Ella who broke a window in a moment of hysteria, in the factory where she worked long hours under appalling conditions meets John, depressed following a bereavement and both begin to look forward to their weekly dance sessions. Outside, an unprecedented heatwave rages helping emotions simmer unguarded.
Doctor Charles Fuller, about whom my feelings completely did an about turn part way through the book, battles his own demons and struggles to maintain a grip on his sanity and as the heat builds and passions left buried threaten to rise to the surface, events are about to take a life changing turn.
I became instantly and deeply involved with the superb characters and the storyline is emotional and poignant.

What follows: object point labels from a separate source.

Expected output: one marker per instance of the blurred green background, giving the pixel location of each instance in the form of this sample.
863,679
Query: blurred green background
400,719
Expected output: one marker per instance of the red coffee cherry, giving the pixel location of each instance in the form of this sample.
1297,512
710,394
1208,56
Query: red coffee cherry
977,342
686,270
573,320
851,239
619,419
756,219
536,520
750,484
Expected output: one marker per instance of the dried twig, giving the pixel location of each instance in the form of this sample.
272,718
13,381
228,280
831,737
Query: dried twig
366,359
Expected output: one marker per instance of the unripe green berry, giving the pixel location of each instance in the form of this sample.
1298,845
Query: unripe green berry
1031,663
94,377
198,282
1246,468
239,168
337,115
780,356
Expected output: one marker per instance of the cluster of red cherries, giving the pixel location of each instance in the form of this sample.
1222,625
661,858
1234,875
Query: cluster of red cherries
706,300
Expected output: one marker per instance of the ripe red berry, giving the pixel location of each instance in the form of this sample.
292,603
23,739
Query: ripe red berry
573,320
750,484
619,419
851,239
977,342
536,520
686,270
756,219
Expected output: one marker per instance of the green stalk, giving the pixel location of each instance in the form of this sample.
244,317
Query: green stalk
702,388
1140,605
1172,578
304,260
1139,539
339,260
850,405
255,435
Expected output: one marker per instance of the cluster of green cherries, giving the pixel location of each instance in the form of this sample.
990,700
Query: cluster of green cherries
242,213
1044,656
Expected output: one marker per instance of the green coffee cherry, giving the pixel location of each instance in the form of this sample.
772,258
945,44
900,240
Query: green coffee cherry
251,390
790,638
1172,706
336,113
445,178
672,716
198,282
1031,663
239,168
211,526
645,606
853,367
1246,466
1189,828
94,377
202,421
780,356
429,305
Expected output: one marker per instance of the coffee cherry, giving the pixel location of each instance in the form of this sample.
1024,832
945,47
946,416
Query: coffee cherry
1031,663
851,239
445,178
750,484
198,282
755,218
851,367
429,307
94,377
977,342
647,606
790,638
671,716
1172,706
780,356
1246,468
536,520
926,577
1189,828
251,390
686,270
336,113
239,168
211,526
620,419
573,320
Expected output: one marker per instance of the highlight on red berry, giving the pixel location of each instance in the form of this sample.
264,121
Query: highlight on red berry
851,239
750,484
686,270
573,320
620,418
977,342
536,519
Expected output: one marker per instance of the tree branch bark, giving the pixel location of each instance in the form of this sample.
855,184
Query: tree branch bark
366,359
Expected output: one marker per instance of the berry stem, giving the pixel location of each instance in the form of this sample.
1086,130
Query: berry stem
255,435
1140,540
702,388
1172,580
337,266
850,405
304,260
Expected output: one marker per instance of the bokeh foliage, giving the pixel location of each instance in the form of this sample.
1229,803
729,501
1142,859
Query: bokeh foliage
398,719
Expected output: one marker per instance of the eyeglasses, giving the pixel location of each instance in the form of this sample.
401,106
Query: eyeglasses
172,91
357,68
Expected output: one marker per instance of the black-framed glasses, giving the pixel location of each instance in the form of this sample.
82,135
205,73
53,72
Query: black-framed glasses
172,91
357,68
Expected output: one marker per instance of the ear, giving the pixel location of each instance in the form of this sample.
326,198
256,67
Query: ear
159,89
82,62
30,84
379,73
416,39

I raged and gasped and squirmed in turn as the lives of these characters played out with me as an observer and above all I FELT every emotion with them and was completely wrung out by the end.
Although the scope is perhaps not quite as epic as “A Place called Winter” by Patrick Gale which was one of my favourite reads of last year, the style of storytelling and the feel of the book remind me very much of this superb and very classy historical novel and I loved reading this equally.
My thanks go to Netgalley and the publisher Random House uk for my advance copy to review.
The Blurb (taken from Netgalley)
Where love is your only escape ....
1911: Inside an asylum at the edge of the Yorkshire moors, where men and women are kept apart by high walls and barred windows, there is a ballroom vast and beautiful.
For one bright evening every week they come together and dance.
When John and Ella meet
It is a dance that will change two lives forever.
Set over the heatwave summer of 1911, the end of the Edwardian era, THE BALLROOM is a tale of unlikely love and dangerous obsession, of madness and sanity, and of who gets to decide which is which.